Monday, July 17, 2017

A crumb from summer camp

Back in the 1960's, I was counselor for the youngest boys (ages six and seven) at Camp Elektor in the Pocono Mountains of Pennsylvania. Our cabin is shown below, on the left. Since nobody had email, each camper was required to write a letter home once-a-week. The letter was an "admission ticket" for supper on Sunday evening. My campers would spend half-an-hour carefully printing, DEAR MOM AND DAD, I AM HAVING FUN. LOVE. It wasn't easy for them to print this, laying on their bunks during rest hour, and it didn't seem fair for their parents to receive so little information.

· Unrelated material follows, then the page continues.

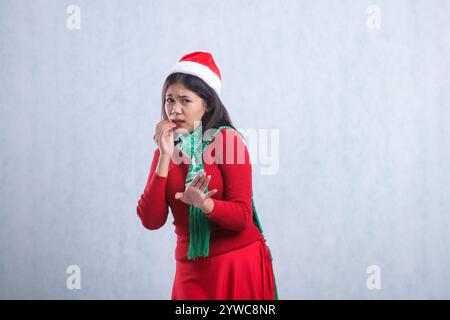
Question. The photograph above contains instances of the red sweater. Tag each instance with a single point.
(231, 219)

One of the things I brought to camp that summer was a Smith-Corona portable. You can Google it to find out what is is. After seeing their cryptic messages for a few weeks, I offered to be their "secretary." They could come into my part of the cabin during rest hour and dictate a letter home. At first, most had no idea what to say. But when reminded of their swimming test or hike, they became VERY talkative and I typed everything they said until we had a full page, single spaced. Parents were ecstatic to receive such a long letter in their son's very own words. At Elektor, counselors were not supposed to accept tips at the end of summer, but I made some exceptions that summer, since my campers' parents insisted on giving tokens of gratitude for these letters.